Shares in the owner of Gloria Jean’s, Donut King and Brumby’s Bakery have tumbled to a five-year low following claims it is charging exorbitant fees that are running franchisees into the ground.
Gold Coast-based Retail Food Group is the country’s biggest food franchise operator and also boasts brands such as Crust Pizza, Pizza Capers, Michel’s Patisserie, Cafe2U, The Coffee Guy and Esquires Coffee.
Its shares plunged 26.14 per cent, or $1.15, to $3.25 on Monday following Fairfax Media reports at the weekend about the mistreatment of franchisees.
The investigation claims hundreds of franchisees are suffering under a brutal business model which includes crippling costs and a lack of support that has driven some to bankruptcy, destroyed marriages and led to systemic underpaying of staff wages.
One of the founders of Brumby’s, Michael Sherlock, was the bakery group’s managing director when RFG bought the franchise in 2007 – but he said he sold the last of his stake in several Brumby’s stores 18 months ago.
“The culture of the company has been destroyed and they have made it harder for franchisees to operate profitably,” he said.
“Many people are miserable.”
Mr Sherlock said he questions how many of RFG’s current 240 Brumby stores in Australia are “ghost stores”, where broke franchisees have walked away but RFG is still locked into paying rent.

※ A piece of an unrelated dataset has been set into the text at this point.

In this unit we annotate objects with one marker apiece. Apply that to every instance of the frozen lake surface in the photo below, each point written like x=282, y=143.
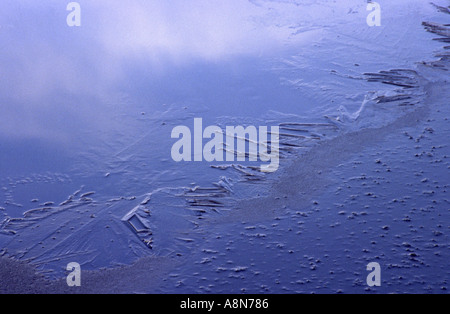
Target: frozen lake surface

He said he knew one store in Warwick, Queensland, has been vacant in the past two years, but RFG is still paying the rent.
RFG has denied all accusations.
“We reject this assertion and reiterate the fact that our success depends on the success of our franchise partners,” the company said in a statement.
RFG said it had rolled out a number of measures to improve store performance while bolstering resources to support the brands.
The company is also reviewing its entire business to see if “our franchise model remains appropriate for a retail market which remains challenging”.
Managing director Andre Nell launched the review earlier this year.
The company said it takes its responsibility around wage compliance seriously and had been “educating” franchise partners for some time about their employer obligations.
Fairfax on Monday claimed that RFG had warned franchisees not to air complaints publicly.
Vertium Asset Management equity analyst Daniel Mueller said a number of RFG brands were located in shopping centres that were rolling out eateries, restaurants and cafes to lure more customers.
Not only were RFG’s brands facing that pressure, he said, but he believed they have too many brands that overlap.
“They have so many cafe brands and two pizza brands; there would be cannibalisation,” he said.
“Consolidating would be one way of reducing costs and simplifying the business.”